2 Santa Maria della Misericordia Hospital, Perugia, Italy.
Tumour Biol. 2018 Nov;40(11):1010428318815047. doi: 10.1177/1010428318815047.
: Never-smokers may be a distinct subgroup among patients with advanced non-small cell lung cancer, appearing to benefit less from immunotherapy than smokers. We report results from never-smokers enrolled in the Italian cohort of the nivolumab expanded access program in pre-treated patients with advanced squamous non-small cell lung cancer.
: Nivolumab (3 mg/kg every 2 weeks for ≤24 months) was available on physician request. Efficacy data included objective tumor response, date of progression, and survival information. Safety was monitored.
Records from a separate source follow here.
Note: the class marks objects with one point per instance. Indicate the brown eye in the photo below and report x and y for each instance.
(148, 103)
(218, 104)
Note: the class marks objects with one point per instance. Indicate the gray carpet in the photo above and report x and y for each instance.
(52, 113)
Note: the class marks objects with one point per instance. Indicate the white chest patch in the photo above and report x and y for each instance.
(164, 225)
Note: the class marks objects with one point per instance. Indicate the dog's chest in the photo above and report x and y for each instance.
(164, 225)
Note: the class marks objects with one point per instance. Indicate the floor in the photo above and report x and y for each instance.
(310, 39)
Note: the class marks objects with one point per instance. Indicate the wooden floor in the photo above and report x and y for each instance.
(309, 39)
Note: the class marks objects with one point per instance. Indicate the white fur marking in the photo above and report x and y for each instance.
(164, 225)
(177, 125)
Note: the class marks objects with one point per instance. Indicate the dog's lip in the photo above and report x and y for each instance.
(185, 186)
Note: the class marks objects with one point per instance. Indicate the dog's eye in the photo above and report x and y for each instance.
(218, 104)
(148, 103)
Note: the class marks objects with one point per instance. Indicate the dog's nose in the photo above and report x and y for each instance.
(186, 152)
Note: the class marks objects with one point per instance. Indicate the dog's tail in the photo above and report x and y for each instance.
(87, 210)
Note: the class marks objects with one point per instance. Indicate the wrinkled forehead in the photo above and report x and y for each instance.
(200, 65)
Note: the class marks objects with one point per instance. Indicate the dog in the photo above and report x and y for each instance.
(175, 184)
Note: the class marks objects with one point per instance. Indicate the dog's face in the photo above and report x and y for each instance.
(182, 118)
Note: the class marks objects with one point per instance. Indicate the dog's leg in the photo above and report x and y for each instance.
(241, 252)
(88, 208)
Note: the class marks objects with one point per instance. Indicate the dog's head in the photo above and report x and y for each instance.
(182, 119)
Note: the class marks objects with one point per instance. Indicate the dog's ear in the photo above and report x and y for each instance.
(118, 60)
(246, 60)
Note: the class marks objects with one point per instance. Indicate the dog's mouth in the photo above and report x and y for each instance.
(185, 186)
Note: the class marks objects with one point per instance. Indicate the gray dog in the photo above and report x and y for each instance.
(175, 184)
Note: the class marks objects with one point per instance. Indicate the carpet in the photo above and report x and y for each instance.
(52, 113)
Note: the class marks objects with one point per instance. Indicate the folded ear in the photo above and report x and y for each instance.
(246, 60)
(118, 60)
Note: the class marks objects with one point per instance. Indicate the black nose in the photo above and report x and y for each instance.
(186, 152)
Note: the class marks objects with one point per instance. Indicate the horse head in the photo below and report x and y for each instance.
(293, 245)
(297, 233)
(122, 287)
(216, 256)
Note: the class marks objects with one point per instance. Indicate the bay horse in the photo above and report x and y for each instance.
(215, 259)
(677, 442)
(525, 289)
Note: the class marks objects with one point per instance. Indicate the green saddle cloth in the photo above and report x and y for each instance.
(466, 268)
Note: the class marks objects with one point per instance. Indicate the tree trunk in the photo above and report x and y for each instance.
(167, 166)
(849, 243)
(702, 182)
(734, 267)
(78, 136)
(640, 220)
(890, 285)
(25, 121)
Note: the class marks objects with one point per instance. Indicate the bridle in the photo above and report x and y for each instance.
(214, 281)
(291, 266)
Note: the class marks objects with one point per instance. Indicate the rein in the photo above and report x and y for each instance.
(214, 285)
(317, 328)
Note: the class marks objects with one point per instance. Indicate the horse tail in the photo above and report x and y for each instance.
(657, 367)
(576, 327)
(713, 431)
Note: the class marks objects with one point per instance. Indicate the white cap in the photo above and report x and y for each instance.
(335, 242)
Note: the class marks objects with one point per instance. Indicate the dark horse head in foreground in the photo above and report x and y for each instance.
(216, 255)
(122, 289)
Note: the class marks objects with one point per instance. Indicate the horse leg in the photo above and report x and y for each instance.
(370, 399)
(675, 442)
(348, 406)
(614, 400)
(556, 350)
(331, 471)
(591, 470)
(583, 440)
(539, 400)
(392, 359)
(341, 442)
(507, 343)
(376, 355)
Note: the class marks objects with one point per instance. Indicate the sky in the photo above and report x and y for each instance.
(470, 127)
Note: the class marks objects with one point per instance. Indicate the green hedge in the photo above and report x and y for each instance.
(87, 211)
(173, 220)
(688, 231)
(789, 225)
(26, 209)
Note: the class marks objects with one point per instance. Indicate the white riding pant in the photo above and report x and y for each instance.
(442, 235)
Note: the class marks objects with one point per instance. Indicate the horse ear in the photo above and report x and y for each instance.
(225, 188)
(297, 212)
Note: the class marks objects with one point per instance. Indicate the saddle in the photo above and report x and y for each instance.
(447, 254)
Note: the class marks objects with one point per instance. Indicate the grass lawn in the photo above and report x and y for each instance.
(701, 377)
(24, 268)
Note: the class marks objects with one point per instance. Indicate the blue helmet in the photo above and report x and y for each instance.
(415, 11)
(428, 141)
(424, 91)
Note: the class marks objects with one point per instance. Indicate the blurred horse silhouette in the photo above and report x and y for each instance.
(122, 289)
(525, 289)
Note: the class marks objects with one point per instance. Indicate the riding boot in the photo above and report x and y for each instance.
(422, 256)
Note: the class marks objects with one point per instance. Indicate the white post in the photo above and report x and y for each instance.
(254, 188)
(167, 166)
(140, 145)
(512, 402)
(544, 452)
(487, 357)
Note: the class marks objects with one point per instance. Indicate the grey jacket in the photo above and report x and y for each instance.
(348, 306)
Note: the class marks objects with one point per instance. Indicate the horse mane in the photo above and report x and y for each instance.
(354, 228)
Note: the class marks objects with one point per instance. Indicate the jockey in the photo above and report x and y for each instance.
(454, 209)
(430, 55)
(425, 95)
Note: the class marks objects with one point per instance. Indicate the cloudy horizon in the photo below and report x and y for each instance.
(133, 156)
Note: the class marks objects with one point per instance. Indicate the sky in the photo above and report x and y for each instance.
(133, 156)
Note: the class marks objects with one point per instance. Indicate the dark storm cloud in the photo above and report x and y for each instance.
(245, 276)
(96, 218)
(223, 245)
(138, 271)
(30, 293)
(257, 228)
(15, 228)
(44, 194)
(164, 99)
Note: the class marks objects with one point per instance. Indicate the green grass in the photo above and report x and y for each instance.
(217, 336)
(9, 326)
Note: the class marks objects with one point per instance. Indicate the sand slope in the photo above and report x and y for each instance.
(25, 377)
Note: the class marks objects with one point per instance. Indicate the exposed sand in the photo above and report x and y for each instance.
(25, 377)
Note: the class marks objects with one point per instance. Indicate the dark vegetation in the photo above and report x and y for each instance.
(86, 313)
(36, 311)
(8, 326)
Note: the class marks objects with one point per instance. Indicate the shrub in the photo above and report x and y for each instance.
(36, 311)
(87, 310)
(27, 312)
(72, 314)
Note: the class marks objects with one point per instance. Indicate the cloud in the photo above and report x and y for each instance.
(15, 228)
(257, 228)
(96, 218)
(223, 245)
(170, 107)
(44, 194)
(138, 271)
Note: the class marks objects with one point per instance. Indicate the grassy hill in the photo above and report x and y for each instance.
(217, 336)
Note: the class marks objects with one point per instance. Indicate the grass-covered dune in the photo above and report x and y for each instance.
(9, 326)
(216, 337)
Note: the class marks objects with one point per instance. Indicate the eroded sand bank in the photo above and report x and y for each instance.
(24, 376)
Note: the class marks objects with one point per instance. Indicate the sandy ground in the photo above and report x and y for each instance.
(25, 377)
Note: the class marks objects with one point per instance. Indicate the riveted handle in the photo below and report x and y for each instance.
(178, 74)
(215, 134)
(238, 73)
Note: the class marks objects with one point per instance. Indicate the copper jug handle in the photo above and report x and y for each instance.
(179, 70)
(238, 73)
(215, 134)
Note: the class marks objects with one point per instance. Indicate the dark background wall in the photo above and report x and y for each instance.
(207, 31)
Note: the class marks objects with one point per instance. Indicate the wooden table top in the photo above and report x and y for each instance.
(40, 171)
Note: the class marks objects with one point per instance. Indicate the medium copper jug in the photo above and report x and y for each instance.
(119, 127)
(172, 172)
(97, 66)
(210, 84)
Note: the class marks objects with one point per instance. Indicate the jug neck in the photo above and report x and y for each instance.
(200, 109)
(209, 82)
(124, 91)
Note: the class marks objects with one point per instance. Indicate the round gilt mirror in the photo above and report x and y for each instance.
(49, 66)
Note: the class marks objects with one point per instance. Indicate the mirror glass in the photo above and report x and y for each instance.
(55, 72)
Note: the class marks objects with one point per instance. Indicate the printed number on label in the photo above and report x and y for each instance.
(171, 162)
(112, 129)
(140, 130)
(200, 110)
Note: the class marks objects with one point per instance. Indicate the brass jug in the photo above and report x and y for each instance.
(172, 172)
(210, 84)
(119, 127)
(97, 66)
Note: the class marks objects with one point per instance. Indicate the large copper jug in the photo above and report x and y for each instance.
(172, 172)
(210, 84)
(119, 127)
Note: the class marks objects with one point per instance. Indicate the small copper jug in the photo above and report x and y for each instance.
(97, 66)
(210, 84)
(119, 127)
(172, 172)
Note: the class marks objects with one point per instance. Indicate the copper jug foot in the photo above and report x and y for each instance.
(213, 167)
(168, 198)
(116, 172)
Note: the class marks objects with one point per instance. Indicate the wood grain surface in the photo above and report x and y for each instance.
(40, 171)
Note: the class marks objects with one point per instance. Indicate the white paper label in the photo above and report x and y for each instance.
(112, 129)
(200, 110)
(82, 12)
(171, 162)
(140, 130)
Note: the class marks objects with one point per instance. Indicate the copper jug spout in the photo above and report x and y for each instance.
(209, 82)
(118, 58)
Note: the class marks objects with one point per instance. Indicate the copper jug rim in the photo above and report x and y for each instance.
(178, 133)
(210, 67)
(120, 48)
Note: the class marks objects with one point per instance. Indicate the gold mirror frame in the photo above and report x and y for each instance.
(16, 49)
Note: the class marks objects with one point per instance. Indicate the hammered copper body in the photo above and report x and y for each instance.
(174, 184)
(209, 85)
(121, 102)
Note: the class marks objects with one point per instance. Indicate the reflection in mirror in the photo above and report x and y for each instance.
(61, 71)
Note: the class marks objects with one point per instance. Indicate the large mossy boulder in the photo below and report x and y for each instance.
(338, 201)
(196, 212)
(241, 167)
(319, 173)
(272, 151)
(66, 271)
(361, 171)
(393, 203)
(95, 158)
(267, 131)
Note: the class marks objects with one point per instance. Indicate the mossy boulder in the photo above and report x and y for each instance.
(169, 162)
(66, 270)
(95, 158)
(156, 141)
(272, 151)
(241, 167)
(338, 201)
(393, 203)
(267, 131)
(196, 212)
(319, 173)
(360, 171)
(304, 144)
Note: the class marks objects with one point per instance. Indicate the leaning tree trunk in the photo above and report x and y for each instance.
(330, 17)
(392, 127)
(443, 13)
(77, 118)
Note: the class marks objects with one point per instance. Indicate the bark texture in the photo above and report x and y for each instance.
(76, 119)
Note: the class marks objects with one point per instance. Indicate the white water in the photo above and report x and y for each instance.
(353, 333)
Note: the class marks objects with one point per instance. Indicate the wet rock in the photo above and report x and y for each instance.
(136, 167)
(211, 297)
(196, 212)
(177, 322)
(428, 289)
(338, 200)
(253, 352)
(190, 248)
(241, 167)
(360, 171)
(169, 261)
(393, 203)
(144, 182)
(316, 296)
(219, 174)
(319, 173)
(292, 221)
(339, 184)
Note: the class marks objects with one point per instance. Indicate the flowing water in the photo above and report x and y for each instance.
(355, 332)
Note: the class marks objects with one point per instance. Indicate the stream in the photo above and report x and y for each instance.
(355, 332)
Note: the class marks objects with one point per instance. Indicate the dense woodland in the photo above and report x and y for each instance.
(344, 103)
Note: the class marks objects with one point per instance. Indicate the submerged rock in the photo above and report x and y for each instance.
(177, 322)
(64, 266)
: Overall, 371 patients received at least one dose of nivolumab, including 31 never-smokers (8%). Objective response rate, disease-control rate, and median overall survival were 23%, 45%, and 12.1 months (95% confidence interval: 3.7-20.4), respectively, in never-smokers, and 18%, 47%, and 7.9 months (95% confidence interval: 6.2-9.6), respectively, in the overall expanded access program population. Any-grade and grade 3-4 treatment-related adverse events were reported in 12 (39%) and 3 (10%) never-smokers, respectively, and in 109 (29%) and 21 (6%) patients, respectively, in the overall expanded access program population. Grade 3-4 treatment-related adverse events in non-smokers were increased transaminases (n = 2; 6%) and diarrhea (n = 1; 3%). Treatment-related adverse events led to treatment discontinuation in 4 non-smokers (17%) and in 26 patients (9%) overall.
: Pre-treated never-smokers with advanced squamous non-small cell lung cancer in this Italian expanded access program demonstrated efficacy and safety that were consistent with those in the overall expanded access program population and clinical trials. These results suggest that a proportion of never-smoker patients with squamous non-small cell lung cancer may be responsive to immunotherapy. Other factors, such as the tumor mutational load and the status of programmed death-ligand 1, anaplastic lymphoma kinase, and epidermal growth factor receptor, might play a potential key role.
从不吸烟者可能是晚期非小细胞肺癌患者中的一个独特亚组,似乎从免疫治疗中获益少于吸烟者。我们报告了参加意大利纳武利尤单抗扩大可及项目队列研究的经治晚期鳞状非小细胞肺癌从不吸烟者的结果。
应医生要求可使用纳武利尤单抗(每2周3mg/kg,持续≤24个月)。疗效数据包括客观肿瘤反应、进展日期和生存信息。对安全性进行监测。
总体而言,371例患者接受了至少一剂纳武利尤单抗,其中包括31例从不吸烟者(8%)。从不吸烟者的客观缓解率、疾病控制率和中位总生存期分别为23%、45%和12.1个月(95%置信区间:3.7 - 20.4),而在整个扩大可及项目人群中分别为18%、47%和7.9个月(95%置信区间:6.2 - 9.6)。在从不吸烟者中,分别有12例(39%)和3例(10%)报告了任何级别和3 - 4级治疗相关不良事件,在整个扩大可及项目人群中分别有109例(29%)和21例(6%)。非吸烟者中3 - 4级治疗相关不良事件为转氨酶升高(n = 2;6%)和腹泻(n = 1;3%)。治疗相关不良事件导致4例非吸烟者(17%)和26例患者(9%)总体停药。
在这个意大利扩大可及项目中,经治的晚期鳞状非小细胞肺癌从不吸烟者表现出的疗效和安全性与整个扩大可及项目人群及临床试验中的情况一致。这些结果表明,一部分鳞状非小细胞肺癌从不吸烟患者可能对免疫治疗有反应。其他因素,如肿瘤突变负荷以及程序性死亡配体1、间变性淋巴瘤激酶和表皮生长因子受体的状态,可能发挥潜在的关键作用。